PINEDALE – The boardroom at Sublette BOCES was transformed into a virtual playground for local youngsters on Friday, June 23, as the local summer school program for Pinedale Elementary School brought in a wealth of unique activities to garner youth interest in all things technology.
The young minds of PES students were hard at work throughout the day while working through a series of seven fun and exciting technology-centered stations.
Carla Hester-Croff, who works as an assistant professor of information technology at Western Wyoming Community College, brought up the contents for each station free of charge. One of her goals as a technology professor, she said, is to introduce local students to a world of unique and fun technology with the hope that the interest will grow as they progress through their educational experience in Pinedale.
Approximately 70 students in grades K-5 participated in stations ranging from unplugged binary coding, virtual reality, balloon helicopters, beginner coding and 3D simulation.
Youngsters are able to pick up the technical tasks at hand fairly easily at a young age, despite coming into most stations relatively uninformed on the topic. The goal of hosting this type of event is to interest youth in pursuing careers in related fields as they grow older, she noted.
“It gets them excited about the computer field, and they’re pretty excited,” Sublette County School District No. 1 Technology Facilitator Jennifer Gibson said. “The biggest thing is teaching them to adapt to change. Accepting challenges with new changes is vital.”
According to Hester-Croff, there is currently a huge need in computer science-related jobs. Because of this, she says it is critical to get more youngsters engaged and interested in the various jobs available in the world of computer science.
“One of the top priorities in the state is to get computer science in classrooms,” Hester-Croff said. “We have a lot of users of technology and need more to produce it. We want to get more interested in technology and hope they pick it as a career. There is a need.”
Currently, she said, there are tons of available jobs in computer science around the state, but the state only saw a handful of recent college graduates available to fill those positions.

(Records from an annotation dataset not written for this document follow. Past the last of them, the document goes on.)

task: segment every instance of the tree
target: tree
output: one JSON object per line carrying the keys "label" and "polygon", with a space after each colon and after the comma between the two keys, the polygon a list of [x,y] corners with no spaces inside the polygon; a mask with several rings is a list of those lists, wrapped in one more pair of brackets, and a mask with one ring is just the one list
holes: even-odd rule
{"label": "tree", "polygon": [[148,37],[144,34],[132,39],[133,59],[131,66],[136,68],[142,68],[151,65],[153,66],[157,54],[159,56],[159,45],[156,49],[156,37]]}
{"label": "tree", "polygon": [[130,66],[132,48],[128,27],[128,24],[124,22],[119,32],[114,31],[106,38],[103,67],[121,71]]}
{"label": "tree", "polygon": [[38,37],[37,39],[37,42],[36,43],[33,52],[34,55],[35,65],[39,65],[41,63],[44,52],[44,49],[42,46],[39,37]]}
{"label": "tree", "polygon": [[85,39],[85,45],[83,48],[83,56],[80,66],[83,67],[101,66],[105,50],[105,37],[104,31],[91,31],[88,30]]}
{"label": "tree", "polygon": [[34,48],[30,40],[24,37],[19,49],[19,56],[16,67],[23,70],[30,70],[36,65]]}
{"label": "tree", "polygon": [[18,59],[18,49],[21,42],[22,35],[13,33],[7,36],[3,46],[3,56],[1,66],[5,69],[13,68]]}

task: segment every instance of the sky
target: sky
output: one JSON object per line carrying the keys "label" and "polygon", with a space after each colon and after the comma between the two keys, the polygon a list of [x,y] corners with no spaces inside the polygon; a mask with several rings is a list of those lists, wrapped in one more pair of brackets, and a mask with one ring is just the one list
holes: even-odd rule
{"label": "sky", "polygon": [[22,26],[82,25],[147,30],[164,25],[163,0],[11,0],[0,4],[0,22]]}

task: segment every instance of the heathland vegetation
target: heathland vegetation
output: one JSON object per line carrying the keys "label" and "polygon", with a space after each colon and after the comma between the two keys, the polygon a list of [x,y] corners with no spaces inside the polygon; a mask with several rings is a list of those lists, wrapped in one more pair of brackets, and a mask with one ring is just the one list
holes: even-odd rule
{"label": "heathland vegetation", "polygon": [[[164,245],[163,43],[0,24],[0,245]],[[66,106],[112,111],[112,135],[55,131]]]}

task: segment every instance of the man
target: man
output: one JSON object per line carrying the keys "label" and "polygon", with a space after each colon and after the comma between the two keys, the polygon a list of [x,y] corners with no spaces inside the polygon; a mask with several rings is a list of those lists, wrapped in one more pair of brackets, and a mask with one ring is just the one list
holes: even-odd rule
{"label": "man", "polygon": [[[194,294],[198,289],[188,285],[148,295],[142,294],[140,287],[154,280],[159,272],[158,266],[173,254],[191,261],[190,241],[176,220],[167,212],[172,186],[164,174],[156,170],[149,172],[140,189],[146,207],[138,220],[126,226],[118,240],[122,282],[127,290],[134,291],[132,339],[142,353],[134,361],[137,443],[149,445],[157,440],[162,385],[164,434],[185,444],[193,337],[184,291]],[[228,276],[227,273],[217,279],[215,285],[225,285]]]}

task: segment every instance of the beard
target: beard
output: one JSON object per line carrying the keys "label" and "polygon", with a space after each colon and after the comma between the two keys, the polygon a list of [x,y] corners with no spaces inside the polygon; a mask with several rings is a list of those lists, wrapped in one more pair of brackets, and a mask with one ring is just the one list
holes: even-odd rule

Gibson said she would like to bring more technology-related activities to the district in the new school year coming up, as it has a wealth of benefits for those who take part. She thanks teachers involved in assisting with the technology day that work with the summer school program. In addition, the day had high school students assisting youngsters as they received a crash course in a myriad of technology fields.
As kids worked their way from station to station, they were able to take virtual rollercoaster rides through the use of cell phones and Google cardboard cases, play the piano on pieces of Play-Doh formed into small circular pads, and learned binary code, among other activities.
To encourage outside play, one station took place at the playground, where Rock Springs School District educator Darin Anderson was busy teaching kids how to construct helicopter balloons that were later used in a competition to see which student’s creation would fly the farthest.
Each station ran between 15 to 20 minutes in length, but by the time to rotate, many attendees learned something new or even mastered the content presented.
One station revolved around staying unplugged, requiring students to play and interact with items that did not require the use of electricity. During this station, they learned binary code, made catapults and more.